Bresnick’s team mapped where the GATA-2 protein attaches to the chromosomal DNA. Consequently, they discovered that as the stem cell matures into a red blood cell by certain chemical growth factors, GATA-2 protein is switched with GATA-1 protein, a related regulatory protein, at the same site on the chromosomal DNA. This mechanism is called the “GATA switch.”
“When GATA-1 levels rise, it replaces GATA-2,” Bresnick said. “When it does that, it changes the activity of the associated gene.”

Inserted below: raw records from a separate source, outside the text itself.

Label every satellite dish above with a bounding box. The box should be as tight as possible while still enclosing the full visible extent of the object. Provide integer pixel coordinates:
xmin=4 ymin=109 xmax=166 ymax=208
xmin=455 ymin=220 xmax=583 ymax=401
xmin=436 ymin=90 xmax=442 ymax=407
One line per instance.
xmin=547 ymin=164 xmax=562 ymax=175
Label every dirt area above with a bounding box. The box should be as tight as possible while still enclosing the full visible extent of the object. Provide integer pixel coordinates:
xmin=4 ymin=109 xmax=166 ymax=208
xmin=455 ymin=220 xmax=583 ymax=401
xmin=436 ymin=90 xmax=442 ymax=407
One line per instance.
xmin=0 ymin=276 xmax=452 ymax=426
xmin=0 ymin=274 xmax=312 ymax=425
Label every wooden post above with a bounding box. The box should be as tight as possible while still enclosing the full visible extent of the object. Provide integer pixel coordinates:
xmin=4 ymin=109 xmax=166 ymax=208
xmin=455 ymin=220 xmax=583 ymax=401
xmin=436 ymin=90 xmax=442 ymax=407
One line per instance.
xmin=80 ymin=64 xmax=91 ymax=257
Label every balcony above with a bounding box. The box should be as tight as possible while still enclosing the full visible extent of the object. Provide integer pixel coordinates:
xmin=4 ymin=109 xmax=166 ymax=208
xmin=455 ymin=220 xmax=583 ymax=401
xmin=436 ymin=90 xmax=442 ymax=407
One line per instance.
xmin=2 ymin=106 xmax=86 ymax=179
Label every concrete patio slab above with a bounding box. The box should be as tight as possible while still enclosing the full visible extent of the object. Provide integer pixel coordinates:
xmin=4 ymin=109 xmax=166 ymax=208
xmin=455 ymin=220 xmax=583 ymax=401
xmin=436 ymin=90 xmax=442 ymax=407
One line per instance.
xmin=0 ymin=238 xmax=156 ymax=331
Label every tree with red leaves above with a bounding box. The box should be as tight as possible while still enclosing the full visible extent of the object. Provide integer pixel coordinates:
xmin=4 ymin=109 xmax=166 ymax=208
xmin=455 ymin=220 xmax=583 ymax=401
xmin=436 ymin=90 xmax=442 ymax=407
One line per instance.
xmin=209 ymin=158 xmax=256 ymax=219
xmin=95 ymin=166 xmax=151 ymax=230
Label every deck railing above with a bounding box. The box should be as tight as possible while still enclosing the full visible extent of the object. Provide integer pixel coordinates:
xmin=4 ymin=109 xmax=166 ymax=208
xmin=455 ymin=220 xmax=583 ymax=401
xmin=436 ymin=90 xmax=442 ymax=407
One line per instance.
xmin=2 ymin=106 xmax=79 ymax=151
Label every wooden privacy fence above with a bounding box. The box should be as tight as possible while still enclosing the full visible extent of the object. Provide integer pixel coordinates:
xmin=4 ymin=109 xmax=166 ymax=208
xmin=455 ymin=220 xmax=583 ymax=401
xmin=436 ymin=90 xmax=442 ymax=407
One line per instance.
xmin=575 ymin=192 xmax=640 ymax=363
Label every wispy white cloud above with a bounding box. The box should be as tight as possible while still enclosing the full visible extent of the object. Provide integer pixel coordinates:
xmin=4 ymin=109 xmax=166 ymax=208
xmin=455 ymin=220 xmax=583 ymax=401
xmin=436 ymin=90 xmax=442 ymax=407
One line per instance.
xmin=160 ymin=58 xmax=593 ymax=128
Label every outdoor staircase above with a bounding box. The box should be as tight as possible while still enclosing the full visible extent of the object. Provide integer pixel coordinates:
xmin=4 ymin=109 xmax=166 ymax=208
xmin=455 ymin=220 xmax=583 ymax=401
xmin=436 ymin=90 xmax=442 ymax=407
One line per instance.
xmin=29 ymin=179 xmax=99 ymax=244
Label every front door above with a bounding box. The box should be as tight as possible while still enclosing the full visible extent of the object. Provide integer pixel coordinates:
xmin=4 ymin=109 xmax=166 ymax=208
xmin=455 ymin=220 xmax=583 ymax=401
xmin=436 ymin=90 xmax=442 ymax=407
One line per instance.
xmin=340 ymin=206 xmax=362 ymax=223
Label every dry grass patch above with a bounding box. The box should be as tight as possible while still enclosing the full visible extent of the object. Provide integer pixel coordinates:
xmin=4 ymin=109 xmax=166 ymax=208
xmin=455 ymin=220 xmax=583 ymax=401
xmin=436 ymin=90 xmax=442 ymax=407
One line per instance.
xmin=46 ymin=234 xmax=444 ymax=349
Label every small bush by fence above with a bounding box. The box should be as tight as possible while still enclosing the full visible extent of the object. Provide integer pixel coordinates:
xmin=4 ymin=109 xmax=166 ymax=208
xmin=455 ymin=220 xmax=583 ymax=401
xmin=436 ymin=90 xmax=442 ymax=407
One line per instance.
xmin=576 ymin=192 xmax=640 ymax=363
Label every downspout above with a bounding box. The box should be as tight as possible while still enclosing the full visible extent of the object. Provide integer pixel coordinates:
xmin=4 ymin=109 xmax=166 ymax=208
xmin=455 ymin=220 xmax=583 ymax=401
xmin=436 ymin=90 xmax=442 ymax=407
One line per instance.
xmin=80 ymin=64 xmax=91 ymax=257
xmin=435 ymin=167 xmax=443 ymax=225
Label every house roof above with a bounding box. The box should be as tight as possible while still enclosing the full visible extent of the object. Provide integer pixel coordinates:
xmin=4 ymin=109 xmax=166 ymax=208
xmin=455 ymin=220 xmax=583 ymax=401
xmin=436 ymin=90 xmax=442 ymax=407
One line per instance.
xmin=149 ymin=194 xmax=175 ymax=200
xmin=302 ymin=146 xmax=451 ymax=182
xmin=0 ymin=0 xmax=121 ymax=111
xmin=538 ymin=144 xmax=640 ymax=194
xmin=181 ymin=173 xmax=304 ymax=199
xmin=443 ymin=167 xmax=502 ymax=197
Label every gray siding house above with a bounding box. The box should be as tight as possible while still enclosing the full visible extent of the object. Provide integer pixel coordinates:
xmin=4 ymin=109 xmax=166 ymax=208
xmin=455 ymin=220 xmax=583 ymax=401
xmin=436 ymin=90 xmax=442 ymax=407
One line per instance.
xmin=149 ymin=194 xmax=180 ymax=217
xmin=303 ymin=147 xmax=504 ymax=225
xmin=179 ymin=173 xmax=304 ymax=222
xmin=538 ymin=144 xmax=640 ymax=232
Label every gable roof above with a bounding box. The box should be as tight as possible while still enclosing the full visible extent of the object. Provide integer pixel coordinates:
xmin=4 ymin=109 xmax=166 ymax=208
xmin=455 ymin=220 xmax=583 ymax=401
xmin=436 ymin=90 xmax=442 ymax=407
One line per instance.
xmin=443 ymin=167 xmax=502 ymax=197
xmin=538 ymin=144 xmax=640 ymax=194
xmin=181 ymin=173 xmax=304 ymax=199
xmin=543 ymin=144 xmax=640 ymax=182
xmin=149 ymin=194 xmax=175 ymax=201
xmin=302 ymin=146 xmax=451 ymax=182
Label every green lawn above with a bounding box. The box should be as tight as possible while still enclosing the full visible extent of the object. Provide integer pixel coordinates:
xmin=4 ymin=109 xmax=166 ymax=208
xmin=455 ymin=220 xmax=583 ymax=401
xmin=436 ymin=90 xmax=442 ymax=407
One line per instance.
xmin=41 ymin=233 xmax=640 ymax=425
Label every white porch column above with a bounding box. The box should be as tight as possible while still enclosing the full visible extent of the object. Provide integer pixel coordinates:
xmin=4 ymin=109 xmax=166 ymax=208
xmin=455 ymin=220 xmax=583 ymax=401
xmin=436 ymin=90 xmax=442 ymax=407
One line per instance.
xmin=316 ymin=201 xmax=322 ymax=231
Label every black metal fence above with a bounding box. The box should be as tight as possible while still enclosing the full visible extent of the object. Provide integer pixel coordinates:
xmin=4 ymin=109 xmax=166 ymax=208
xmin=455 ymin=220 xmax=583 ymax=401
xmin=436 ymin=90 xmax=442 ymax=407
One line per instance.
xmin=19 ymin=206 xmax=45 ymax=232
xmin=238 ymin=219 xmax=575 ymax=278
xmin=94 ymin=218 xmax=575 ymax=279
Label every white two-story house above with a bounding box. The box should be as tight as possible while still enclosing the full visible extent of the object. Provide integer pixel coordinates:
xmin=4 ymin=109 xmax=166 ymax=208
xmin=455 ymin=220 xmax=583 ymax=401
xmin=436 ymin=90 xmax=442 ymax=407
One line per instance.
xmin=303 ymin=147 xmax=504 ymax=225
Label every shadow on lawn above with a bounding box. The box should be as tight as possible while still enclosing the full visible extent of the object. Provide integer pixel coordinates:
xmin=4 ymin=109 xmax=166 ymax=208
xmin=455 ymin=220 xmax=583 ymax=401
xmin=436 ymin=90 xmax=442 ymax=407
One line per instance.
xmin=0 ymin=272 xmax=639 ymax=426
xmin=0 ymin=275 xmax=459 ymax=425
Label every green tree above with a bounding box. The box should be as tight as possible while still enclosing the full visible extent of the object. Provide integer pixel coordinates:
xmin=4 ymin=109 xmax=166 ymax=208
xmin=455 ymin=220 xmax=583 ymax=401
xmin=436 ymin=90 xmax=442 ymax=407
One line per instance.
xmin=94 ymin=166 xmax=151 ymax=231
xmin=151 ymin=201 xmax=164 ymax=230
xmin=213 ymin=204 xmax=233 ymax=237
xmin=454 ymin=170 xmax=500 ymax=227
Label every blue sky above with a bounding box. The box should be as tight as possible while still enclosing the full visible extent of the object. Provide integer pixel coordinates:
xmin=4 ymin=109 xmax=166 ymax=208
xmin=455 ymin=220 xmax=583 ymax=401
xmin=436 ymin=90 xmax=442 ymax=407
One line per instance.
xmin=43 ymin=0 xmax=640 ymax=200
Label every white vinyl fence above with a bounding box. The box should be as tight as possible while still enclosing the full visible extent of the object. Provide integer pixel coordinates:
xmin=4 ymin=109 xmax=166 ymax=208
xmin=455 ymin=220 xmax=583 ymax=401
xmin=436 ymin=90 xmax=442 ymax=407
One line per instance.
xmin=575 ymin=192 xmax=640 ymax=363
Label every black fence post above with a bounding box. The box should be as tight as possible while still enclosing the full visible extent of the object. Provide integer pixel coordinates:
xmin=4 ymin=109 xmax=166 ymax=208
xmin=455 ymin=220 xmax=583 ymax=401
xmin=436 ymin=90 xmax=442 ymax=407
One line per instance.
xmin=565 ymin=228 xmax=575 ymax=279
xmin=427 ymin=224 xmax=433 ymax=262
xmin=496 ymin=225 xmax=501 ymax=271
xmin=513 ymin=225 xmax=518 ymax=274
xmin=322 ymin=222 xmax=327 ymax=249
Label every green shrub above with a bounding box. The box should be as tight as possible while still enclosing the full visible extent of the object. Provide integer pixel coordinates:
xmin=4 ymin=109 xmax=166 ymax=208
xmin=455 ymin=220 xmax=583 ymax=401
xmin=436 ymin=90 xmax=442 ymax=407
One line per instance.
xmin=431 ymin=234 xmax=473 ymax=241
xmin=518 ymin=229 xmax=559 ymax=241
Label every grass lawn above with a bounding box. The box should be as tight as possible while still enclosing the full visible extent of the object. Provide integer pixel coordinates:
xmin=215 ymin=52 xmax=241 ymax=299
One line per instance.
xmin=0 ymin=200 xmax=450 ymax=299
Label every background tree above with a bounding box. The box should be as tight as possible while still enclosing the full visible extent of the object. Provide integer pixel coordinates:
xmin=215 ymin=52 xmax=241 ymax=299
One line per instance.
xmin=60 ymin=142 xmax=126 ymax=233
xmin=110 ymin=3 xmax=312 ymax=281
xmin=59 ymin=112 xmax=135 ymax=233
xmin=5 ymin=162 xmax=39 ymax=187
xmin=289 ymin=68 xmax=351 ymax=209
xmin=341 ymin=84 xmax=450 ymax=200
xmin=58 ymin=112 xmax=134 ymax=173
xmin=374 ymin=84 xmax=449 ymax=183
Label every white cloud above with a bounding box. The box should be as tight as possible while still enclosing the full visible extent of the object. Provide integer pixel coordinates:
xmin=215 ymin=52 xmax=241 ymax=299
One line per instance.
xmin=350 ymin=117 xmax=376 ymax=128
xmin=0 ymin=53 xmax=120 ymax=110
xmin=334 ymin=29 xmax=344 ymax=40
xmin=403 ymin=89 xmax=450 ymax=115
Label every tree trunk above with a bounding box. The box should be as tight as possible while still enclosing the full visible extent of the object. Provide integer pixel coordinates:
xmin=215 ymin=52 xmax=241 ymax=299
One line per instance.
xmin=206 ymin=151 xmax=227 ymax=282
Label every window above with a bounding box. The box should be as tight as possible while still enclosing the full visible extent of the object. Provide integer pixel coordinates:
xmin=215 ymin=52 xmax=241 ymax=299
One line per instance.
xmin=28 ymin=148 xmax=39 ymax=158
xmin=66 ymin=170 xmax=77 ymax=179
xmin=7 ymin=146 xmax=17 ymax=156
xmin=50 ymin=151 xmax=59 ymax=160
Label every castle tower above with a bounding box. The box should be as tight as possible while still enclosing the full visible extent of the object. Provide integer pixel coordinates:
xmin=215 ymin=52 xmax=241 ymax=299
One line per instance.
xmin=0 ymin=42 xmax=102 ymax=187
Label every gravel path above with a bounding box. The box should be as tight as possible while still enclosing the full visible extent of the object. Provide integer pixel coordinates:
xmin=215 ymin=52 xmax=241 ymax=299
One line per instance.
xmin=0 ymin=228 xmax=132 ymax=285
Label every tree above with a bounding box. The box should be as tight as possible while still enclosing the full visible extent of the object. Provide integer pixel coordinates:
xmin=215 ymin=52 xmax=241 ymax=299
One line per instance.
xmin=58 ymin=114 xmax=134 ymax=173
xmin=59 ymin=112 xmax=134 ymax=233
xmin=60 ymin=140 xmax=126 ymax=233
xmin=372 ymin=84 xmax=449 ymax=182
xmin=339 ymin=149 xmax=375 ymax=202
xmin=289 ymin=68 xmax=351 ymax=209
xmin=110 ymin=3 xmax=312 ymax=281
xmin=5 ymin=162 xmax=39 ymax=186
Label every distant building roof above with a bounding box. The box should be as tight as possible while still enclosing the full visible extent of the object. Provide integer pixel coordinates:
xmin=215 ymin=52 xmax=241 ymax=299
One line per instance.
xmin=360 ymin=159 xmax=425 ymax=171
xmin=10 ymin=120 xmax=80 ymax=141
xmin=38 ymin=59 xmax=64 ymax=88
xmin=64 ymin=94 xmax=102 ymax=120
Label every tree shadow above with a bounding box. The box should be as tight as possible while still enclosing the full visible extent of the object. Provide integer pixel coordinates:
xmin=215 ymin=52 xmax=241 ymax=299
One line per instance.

By using molecular techniques, Bresnick and his team found five GATA switch sites scattered within and upstream of the Gata2 gene.
“One [site] was in an intron of the Gata2 gene,” said Bresnick. “Three sites were immediately to the left of the gene and an additional site was very far upstream of the Gata2 gene.”
Bresnick said there were four papers published in 2011, which announced “point mutations, or a single amino acid change, occur in GATA-2 modifying the protein and not the +9.5 DNA regulatory sequence.” These mutations occur in individuals who have the immunodeficiency disease MonoMAC.
MonoMAC stands for monocytopenia and mycobacterial infection syndrome, which is a deficiency in dendritic, monocyte, B cells and Natural Killer cells. Since these types of white blood cells are part of the immune system, patients with MonoMAC are susceptible to mycobacterial, fungal and viral infections as well as human papillomavirus-associated cancers.
However, in one of Holland’s patients who had developed MonoMAC, the patient’s GATA-2 protein did not display any amino acid mutations as stated in the 2011 papers.
In pursuit of this genetic conundrum, Bresnick said Holland had read the research done by Bresnick’s lab and was curious if there was any application of Bresnick’s research to his patient who had MonoMAC disease with non-mutated GATA-2 protein. Thus, Holland had his staff member sequence the patient’s DNA and evaluate the integrity of the GATA-2 protein switch sites.
“Holland’s group identified a small deletion within the intron site, which corresponded to the +9.5 element,” Bresnick said.
The +9.5 site is one of the GATA-2 binding sites Bresnick’s lab had previously found in the intron of the Gata2 gene.
In addition to Holland’s contribution, Kirby Johnson, a senior scientist in the Bresnick group, made seminal contributions to all aspects of the study. Myung-Jeom Ryu, Jinyong Wang, Yangang Liu and Jing Zhang from the McArdle Laboratory for Cancer Research provided outstanding expertise to quantitate stem cell activity in the +9.5 site mutant animals generated in the Bresnick group.
“This long term study came to fruition through a highly productive multidisciplinary effort,” said Bresnick.